QASCの精度は68.3%から88.5%で、最先端の手法よりも5%以上高い。
この研究は、IoTネットワークにインテリジェントな音響センサーを配置する方法を開拓し、スマートホーム、産業監視、環境監視に応用する可能性がある。
- 参考スコア(独自算出の注目度): 1.3045945456375774
- License:
- Abstract: The proliferation of Internet of Things (IoT) devices equipped with acoustic sensors necessitates robust acoustic scene classification (ASC) capabilities, even in noisy and data-limited environments. Traditional machine learning methods often struggle to generalize effectively under such conditions. To address this, we introduce Q-ASC, a novel Quantum-Inspired Acoustic Scene Classifier that leverages the power of quantum-inspired transformers. By integrating quantum concepts like superposition and entanglement, Q-ASC achieves superior feature learning and enhanced noise resilience compared to classical models. Furthermore, we introduce a Quantum Variational Autoencoder (QVAE) based data augmentation technique to mitigate the challenge of limited labeled data in IoT deployments. Extensive evaluations on the Tampere University of Technology (TUT) Acoustic Scenes 2016 benchmark dataset demonstrate that Q-ASC achieves remarkable accuracy between 68.3% and 88.5% under challenging conditions, outperforming state-of-the-art methods by over 5% in the best case. This research paves the way for deploying intelligent acoustic sensing in IoT networks, with potential applications in smart homes, industrial monitoring, and environmental surveillance, even in adverse acoustic environments.
- Abstract(参考訳): 音響センサを備えたIoT(Internet of Things)デバイスの普及は、ノイズやデータ制限のある環境においても、堅牢な音響シーン分類(ASC)機能を必要とする。
従来の機械学習手法は、そのような条件下で効果的に一般化するのに苦労することが多い。

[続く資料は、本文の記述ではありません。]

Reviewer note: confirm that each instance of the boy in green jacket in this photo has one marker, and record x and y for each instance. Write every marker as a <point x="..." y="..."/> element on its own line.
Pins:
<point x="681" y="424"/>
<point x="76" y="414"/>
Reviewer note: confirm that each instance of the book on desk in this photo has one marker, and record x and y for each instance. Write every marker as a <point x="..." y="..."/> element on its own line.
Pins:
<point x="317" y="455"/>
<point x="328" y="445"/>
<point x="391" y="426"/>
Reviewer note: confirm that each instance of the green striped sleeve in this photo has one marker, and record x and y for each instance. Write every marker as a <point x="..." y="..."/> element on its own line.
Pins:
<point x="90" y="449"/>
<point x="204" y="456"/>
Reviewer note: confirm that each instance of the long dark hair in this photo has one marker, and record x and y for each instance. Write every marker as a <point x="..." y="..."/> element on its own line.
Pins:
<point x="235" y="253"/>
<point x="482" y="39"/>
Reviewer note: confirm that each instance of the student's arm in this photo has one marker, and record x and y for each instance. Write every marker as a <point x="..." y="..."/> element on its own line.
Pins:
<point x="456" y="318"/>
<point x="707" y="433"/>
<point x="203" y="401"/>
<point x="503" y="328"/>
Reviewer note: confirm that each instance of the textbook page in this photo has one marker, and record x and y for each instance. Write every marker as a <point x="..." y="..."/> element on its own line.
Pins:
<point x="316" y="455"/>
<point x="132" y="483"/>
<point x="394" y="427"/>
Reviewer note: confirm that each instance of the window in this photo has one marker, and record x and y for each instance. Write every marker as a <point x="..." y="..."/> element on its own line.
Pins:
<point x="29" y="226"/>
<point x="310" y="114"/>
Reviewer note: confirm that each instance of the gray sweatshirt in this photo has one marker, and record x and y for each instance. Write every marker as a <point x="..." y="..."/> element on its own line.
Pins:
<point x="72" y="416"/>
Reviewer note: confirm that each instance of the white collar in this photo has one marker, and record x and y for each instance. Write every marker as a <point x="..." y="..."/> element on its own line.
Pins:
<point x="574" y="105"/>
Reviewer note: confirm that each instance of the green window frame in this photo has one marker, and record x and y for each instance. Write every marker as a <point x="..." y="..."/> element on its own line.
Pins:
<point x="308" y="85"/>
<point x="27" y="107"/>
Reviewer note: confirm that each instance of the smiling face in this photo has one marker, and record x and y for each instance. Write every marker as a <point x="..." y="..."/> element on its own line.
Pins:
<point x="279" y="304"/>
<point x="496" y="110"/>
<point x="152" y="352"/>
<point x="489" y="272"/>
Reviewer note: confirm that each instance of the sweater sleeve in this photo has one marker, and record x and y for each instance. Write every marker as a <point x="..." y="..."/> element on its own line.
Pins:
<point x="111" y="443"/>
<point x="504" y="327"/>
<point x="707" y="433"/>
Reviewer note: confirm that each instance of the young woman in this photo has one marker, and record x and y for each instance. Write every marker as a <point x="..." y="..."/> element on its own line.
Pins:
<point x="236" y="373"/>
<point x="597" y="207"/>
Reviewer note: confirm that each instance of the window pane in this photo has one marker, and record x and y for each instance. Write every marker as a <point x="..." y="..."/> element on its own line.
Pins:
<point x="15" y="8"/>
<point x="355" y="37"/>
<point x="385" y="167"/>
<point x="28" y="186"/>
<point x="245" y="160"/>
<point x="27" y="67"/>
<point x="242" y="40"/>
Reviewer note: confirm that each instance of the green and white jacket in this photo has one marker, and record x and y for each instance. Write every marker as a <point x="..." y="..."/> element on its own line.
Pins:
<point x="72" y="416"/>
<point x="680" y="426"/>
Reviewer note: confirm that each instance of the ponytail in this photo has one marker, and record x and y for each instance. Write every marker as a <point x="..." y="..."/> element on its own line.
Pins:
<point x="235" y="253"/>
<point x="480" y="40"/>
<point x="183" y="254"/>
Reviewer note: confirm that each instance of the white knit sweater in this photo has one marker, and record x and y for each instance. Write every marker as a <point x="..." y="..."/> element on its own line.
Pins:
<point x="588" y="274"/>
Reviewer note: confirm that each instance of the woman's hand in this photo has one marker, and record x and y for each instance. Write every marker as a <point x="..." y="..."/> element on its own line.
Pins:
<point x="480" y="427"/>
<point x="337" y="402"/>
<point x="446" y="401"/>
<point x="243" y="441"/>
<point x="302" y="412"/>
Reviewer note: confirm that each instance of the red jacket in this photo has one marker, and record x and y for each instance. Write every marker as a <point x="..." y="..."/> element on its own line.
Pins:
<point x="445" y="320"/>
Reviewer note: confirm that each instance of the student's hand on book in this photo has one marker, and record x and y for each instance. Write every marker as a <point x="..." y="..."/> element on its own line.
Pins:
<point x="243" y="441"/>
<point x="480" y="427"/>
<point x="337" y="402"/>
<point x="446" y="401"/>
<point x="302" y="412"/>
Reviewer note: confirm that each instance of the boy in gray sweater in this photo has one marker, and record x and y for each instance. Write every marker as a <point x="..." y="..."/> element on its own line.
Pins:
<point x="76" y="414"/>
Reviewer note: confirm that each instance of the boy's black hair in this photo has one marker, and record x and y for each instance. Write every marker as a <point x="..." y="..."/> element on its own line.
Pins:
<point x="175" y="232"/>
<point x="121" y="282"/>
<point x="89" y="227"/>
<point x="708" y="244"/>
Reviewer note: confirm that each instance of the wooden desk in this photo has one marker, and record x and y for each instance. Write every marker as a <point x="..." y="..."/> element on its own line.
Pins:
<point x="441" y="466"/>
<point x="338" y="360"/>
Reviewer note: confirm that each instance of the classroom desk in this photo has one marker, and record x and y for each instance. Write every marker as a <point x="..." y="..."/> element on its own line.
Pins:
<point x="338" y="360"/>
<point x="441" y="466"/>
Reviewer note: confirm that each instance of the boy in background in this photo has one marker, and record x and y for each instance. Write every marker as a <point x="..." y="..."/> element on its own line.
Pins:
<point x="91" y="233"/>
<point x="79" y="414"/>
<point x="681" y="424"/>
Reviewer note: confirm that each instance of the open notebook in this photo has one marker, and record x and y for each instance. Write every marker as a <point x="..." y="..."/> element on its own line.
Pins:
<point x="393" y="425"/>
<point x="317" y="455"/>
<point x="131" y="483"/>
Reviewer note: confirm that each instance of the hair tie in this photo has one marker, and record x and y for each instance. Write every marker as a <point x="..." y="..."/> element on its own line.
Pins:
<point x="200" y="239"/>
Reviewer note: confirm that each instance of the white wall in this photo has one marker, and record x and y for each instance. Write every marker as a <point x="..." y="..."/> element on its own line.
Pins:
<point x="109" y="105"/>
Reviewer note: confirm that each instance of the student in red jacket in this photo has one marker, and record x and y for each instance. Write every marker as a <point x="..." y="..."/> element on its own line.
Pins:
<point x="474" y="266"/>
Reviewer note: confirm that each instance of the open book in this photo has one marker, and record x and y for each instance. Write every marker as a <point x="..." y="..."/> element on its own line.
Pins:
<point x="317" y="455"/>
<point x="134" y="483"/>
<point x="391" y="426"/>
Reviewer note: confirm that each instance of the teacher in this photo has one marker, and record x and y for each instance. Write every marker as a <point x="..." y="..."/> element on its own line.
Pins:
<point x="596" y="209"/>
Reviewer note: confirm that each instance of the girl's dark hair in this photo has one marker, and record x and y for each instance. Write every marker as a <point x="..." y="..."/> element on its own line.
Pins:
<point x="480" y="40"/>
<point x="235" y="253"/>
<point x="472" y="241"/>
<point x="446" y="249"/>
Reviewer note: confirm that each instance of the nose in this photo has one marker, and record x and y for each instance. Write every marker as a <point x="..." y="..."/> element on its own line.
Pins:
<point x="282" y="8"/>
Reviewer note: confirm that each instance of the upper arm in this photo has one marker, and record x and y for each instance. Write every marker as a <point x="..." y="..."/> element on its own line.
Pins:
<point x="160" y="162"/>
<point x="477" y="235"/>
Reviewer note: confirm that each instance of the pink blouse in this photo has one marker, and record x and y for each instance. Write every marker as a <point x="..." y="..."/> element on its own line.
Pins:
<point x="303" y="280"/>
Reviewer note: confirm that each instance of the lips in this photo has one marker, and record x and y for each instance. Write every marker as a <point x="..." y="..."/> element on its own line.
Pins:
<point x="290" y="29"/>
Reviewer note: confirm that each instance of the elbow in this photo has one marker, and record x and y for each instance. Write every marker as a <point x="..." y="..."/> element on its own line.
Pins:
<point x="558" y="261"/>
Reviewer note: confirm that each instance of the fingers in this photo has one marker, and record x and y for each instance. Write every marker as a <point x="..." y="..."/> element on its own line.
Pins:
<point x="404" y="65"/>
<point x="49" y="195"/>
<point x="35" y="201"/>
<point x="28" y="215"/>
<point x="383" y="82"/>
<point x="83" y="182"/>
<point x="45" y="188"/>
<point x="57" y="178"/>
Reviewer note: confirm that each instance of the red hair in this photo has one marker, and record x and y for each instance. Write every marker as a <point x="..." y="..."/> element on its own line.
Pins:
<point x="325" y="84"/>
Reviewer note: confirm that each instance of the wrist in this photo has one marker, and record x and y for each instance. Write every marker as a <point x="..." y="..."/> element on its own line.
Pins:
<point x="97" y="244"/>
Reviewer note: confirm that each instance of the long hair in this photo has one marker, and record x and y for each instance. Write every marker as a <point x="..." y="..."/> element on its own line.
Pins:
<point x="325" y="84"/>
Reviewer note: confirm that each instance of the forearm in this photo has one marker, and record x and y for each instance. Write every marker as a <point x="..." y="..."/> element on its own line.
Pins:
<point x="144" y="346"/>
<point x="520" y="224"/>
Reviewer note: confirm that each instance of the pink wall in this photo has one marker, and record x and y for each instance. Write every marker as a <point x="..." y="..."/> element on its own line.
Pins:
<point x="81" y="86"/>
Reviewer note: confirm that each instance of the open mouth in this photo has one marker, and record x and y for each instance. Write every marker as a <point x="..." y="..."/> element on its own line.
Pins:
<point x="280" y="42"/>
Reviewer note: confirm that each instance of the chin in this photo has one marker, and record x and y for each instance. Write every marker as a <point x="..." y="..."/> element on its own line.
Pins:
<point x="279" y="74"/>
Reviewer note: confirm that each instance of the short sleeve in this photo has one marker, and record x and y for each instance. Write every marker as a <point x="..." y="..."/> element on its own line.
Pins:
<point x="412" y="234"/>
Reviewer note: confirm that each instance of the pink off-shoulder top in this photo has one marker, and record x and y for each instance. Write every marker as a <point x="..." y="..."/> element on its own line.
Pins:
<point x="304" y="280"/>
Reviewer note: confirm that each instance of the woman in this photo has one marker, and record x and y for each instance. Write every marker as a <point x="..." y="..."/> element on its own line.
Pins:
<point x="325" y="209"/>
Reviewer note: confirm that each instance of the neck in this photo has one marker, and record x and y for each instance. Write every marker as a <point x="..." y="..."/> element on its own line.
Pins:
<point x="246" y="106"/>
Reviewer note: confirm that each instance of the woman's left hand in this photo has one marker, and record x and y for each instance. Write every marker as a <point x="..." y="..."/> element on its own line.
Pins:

量子インスパイアされた変圧器のパワーを利用する新しい量子インスパイアされた音響シーン分類器であるQ-ASCを紹介する。
重ね合わせや絡み合わせのような量子概念を統合することで、Q-ASCは古典モデルに比べて優れた特徴学習と高ノイズ耐性を実現する。
さらに、IoTデプロイメントにおけるラベル付きデータ制限の課題を軽減するために、QVAE(Quantum Variational Autoencoder)ベースのデータ拡張技術を導入する。
Tampere University of Technology (TUT) Acoustic Scenes 2016ベンチマークデータセットの大規模な評価は、Q-ASCが挑戦的な条件下で68.3%から88.5%の顕著な精度を達成し、最高のケースでは最先端の手法を5%以上上回っていることを示している。
この研究は、IoTネットワークにインテリジェントな音響センサーを配置する方法を開拓し、スマートホーム、産業監視、環境監視、さらには有害な音響環境にも応用できる可能性がある。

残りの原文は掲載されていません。